I don’t know of any other health coach who creates a Heart Health risk score for their clients. I came up with this because most of us understand risk and know how to work with percentages.
Perhaps the most important point is that prevention is the most powerful tool against cardiovascular disease.
The objective is to push a heart attack, heart failure, peripheral vascular disease, valvular disease, or a stroke as far down the road as possible.
Heart Health Risk Score Criteria
In a previous article, I discussed the overview of risk stratification. In this article, I want to dive deeper into the anatomy of this score.
I have broken the risk score up into the following categories. It’s a constantly evolving tool that must be revisited often.
You might think age isn’t much of a lever, but I disagree. If you are reading this article and taking action now, you have decided to prevent heart disease earlier than your future self.
2. Family History
A parent who suffered a heart attack at 49 is a powerful risk contributor to the heart risk score. While an uncle who suffered heart disease at 79 may not tell us much about this risk.
Your mother’s health and the environment in which she carried the pregnancy portend future risk.
Comorbidities include conditions and diseases which accelerate atherosclerosis or elevate the coagulation response in case of an unstable plaque.
Sleep apnea, hypertension, diabetes mellitus, obesity, elevated lipid profile, systemic inflammation, and certain lifestyle factors.
4. Exercise Capacity
While some variables increase the risk of heart disease, others are protective and lower the overall cardiovascular risk score.
A healthy VO2 Max and a higher than average HRV are indicators and may be protective.
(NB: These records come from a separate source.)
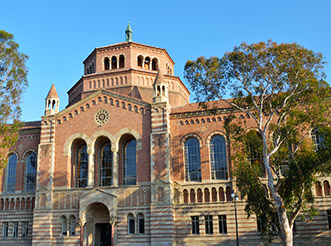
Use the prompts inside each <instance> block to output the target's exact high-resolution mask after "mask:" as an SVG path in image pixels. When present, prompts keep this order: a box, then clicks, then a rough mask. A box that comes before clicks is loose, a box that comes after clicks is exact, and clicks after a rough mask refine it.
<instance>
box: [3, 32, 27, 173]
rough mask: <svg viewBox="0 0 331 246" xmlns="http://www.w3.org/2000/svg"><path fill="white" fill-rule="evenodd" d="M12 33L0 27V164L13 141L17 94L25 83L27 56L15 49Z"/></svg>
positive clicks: (15, 125) (21, 94)
mask: <svg viewBox="0 0 331 246" xmlns="http://www.w3.org/2000/svg"><path fill="white" fill-rule="evenodd" d="M13 39H14V36H13V35H12V34H10V33H7V32H5V31H3V30H0V139H1V142H0V167H3V166H4V165H5V163H6V162H7V153H6V151H7V150H8V148H9V147H11V146H13V145H14V144H15V142H16V141H17V137H18V131H19V128H20V127H21V125H22V123H21V122H20V120H19V118H20V115H21V109H20V106H19V104H20V103H21V95H22V92H23V91H24V89H25V88H26V87H27V86H28V81H27V72H28V70H27V68H26V66H25V63H26V61H27V59H28V57H27V55H25V54H23V53H21V52H19V51H18V48H19V45H18V44H17V43H15V42H14V40H13Z"/></svg>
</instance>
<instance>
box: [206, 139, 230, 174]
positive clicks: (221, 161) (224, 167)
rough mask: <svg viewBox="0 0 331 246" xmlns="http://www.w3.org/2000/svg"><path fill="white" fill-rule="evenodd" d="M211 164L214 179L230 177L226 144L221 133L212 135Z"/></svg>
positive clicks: (211, 146)
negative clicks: (228, 165)
mask: <svg viewBox="0 0 331 246" xmlns="http://www.w3.org/2000/svg"><path fill="white" fill-rule="evenodd" d="M210 164H211V177H212V179H227V178H228V171H227V165H228V164H227V156H226V144H225V139H224V137H223V136H221V135H216V136H214V137H212V139H211V141H210Z"/></svg>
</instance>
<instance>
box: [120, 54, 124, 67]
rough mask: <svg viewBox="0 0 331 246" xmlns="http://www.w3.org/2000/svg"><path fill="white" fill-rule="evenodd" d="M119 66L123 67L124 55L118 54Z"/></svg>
mask: <svg viewBox="0 0 331 246" xmlns="http://www.w3.org/2000/svg"><path fill="white" fill-rule="evenodd" d="M120 68H124V55H120Z"/></svg>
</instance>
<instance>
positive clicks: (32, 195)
mask: <svg viewBox="0 0 331 246" xmlns="http://www.w3.org/2000/svg"><path fill="white" fill-rule="evenodd" d="M34 207H35V194H34V193H25V194H16V193H12V194H1V195H0V211H4V210H33V209H34Z"/></svg>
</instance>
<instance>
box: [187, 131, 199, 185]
mask: <svg viewBox="0 0 331 246" xmlns="http://www.w3.org/2000/svg"><path fill="white" fill-rule="evenodd" d="M185 178H186V181H201V163H200V144H199V140H198V139H196V138H194V137H192V138H189V139H187V140H186V142H185Z"/></svg>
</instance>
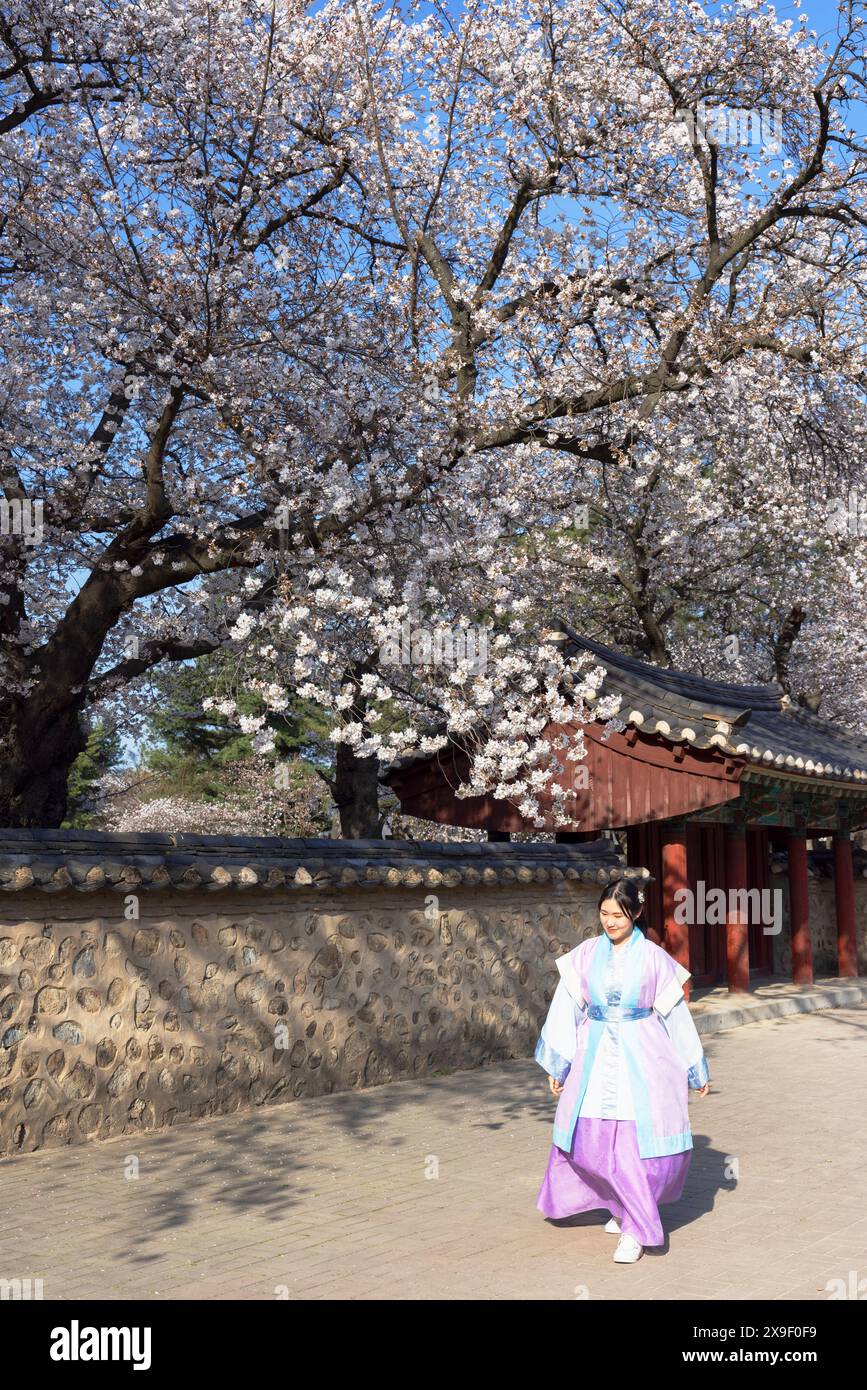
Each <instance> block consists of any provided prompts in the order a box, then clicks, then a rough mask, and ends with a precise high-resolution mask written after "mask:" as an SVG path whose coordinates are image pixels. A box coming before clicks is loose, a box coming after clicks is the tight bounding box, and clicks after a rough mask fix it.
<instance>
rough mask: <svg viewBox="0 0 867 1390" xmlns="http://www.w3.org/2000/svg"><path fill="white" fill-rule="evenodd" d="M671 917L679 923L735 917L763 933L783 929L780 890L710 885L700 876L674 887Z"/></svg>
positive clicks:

In fact, exercise improves these metrics and is independently protective against cardiovascular disease.
5. Mental Health
Living in an area with high pollution, loud noise, or being under constant stress negatively impacts heart health. More so in those who don’t have compensatory coping mechanisms.
Ongoing financial stress, poor sleep, childhood adversities, and relationship stress also elevate the risk score.